Copy that. It’s fun to watch Parx take on Summers here, especially in a crucial scene that involves Ms. Summers recording her career-defining hit, “Love to Love You Baby.” There are other highlights throughout the film, of course, and audiences may appreciate seeing some of today’s favorite musical artists — from Wiz Khalifa to Pink Sweat$ — take on legendary singers.
Parx said she immersed herself in studying the differences between Donna the wannabe star and Donna the icon. “Before this movie, there was very little that showed how Donna became Donna — that journey. This film left some room to think about her as a singer/ songwriter. Like… how do you discover who you are as an artist? And if you knew that what you’re discovering would become iconic one day, how do you approach that?”
Touches of that curiosity are sprinkled throughout the film, which lands as an amalgam of an ambitious musical and bona fide tribute film.
“My biggest hope is that I’ve given the character justice,” Parx went on. “Donna has a daughter who’s still alive. So, I hope people ‘get it’ and see that this is as close of a portrayal as I could get. And I also hope people walk away from the experience realizing how many people it takes to make these superstars. In the film, we see so many people who have been forgotten about; those people don’t maybe get talked about the most. But it’s really important we notice them.”
Jay Pharoah on Becoming Cecil Holmes
Starring alongside Jordan, Pharoah, and Parx is an all-star cast who give it their all in Spinning Gold. There’s Michelle Monaghan (Mission: Impossible, Gone Baby Gone), Tony Award winner Dan Fogler (The Walking Dead, The Goldbergs), and Jason Isaacs (Harry Potter, The Patriot) in one corner. Then there’s Lyndsy Fonseca (Kick-Ass, Hot Tub Time Machine), Chris Redd (Saturday Night Live), Casey Likes (Almost Famous on Broadway), and comedian/actor Sebastian Maniscalco (The Irishman) in another.
Pharoah is candid about what he first thought when he read the script. “I thought it was insane — all the differences happening back in the day. I was captivated by the story of all the artists on Casablanca. I had no clue about all that affiliation [with the label]. I only knew the music. I knew the music of Bill Withers and, of course, Donna Summer, and the others, but the affiliation of KISS or The Village People, and others, with Casablanca? I was totally flabbergasted about that.”
The SNL alum went on to say that as a young kid he liked KISS, but didn’t realize at the time that, initially, the public didn’t warm up to KISS. To its credit, Spinning Gold fills in some of that backstory and the power of persistence. “It really fed into the narrative of this film,” Pharoah added. “It’s like… you bet on yourself and believe in yourself.

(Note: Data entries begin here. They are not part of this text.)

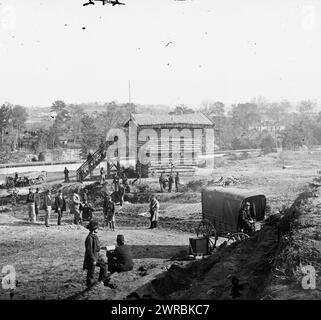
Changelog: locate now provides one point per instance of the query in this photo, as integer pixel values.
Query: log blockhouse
(162, 142)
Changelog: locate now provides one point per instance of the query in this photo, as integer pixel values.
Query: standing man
(109, 212)
(37, 203)
(246, 223)
(92, 256)
(31, 205)
(47, 206)
(161, 182)
(102, 175)
(121, 193)
(177, 181)
(116, 182)
(85, 196)
(170, 182)
(89, 156)
(75, 206)
(60, 204)
(120, 260)
(153, 209)
(66, 172)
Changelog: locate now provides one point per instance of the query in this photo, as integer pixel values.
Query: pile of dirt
(300, 247)
(224, 181)
(250, 261)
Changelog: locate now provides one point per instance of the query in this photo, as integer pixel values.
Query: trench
(249, 260)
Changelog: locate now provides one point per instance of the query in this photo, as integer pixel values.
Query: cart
(220, 213)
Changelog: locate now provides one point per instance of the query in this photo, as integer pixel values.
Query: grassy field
(49, 260)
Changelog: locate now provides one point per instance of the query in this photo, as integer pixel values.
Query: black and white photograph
(161, 150)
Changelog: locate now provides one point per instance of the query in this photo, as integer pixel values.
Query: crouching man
(93, 257)
(120, 259)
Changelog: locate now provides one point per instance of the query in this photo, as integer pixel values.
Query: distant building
(161, 141)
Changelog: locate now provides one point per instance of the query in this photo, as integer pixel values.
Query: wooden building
(165, 141)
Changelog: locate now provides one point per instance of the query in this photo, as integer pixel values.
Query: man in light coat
(153, 209)
(75, 206)
(31, 205)
(60, 206)
(47, 205)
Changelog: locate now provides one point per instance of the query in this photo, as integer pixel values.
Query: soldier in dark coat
(66, 172)
(31, 205)
(109, 212)
(121, 193)
(87, 212)
(60, 206)
(245, 219)
(47, 206)
(170, 182)
(85, 196)
(120, 259)
(37, 203)
(177, 181)
(93, 257)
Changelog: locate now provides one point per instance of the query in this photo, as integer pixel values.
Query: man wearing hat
(153, 210)
(75, 206)
(109, 212)
(92, 256)
(246, 222)
(120, 259)
(37, 202)
(47, 206)
(31, 205)
(60, 206)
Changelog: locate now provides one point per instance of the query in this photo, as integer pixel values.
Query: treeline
(255, 124)
(263, 124)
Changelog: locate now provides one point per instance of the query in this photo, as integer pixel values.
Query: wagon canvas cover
(222, 206)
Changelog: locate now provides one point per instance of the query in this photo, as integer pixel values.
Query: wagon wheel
(206, 229)
(238, 236)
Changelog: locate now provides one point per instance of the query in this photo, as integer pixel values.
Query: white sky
(228, 50)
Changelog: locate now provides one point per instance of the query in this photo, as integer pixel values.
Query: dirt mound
(5, 218)
(249, 260)
(300, 246)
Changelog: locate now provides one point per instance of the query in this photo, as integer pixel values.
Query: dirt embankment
(269, 265)
(299, 248)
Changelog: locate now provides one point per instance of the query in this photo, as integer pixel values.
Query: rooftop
(167, 119)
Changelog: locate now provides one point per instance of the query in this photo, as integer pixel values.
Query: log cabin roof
(191, 119)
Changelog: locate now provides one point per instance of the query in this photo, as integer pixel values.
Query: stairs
(89, 165)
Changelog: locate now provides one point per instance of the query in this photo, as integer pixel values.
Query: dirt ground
(48, 261)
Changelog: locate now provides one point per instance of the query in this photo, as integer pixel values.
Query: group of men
(118, 260)
(168, 181)
(81, 209)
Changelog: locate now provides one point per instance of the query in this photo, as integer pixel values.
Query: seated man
(246, 223)
(87, 212)
(93, 257)
(120, 259)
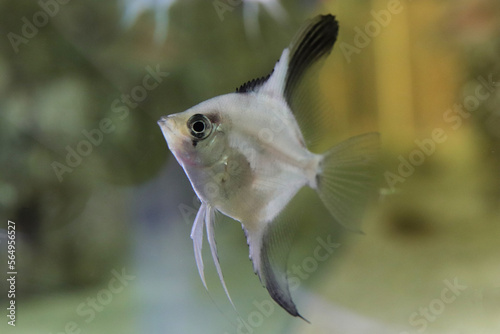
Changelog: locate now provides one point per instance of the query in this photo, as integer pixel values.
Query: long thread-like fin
(197, 237)
(210, 223)
(347, 178)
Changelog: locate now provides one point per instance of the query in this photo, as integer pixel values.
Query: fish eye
(200, 126)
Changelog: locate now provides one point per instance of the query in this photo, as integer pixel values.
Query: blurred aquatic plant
(133, 9)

Essentially, you fake it until you make it.”
It should be noted that Bogart’s bright-eyed optimism and never-wavering spirit — the indie label was millions of dollars in debt for some time before things perked up — watered the spirits of the artists who would become superstars.
“You have to believe in yourself and stay persistent, because if you give up at 11:59, your breakthrough could have been at 12 o’clock, so be persistent — no matter what happens,” Pharoah shared. “Neil Bogart saw that. He was the founder of Casablanca and Cecil Holmes, my character, was the co-founder and backbone, Neil’s right-hand man. When Timothy Bogart told me about his father — because there was no visual, no audio to go by; it’s not like me doing the Denzel Washington impersonation — I had to pull this character from the experiences of having people in my life who I would really die for. And there’s only a few of those people in my life, I don’t have a big circle.”
“So, to be able to tap into that wasn’t ‘hard,’” added Pharoah, “but it was still a challenge to stay in character and bring all that to the big screen so everybody could feel it. I think we did that here.”
Spinning Gold hits theaters on March 31.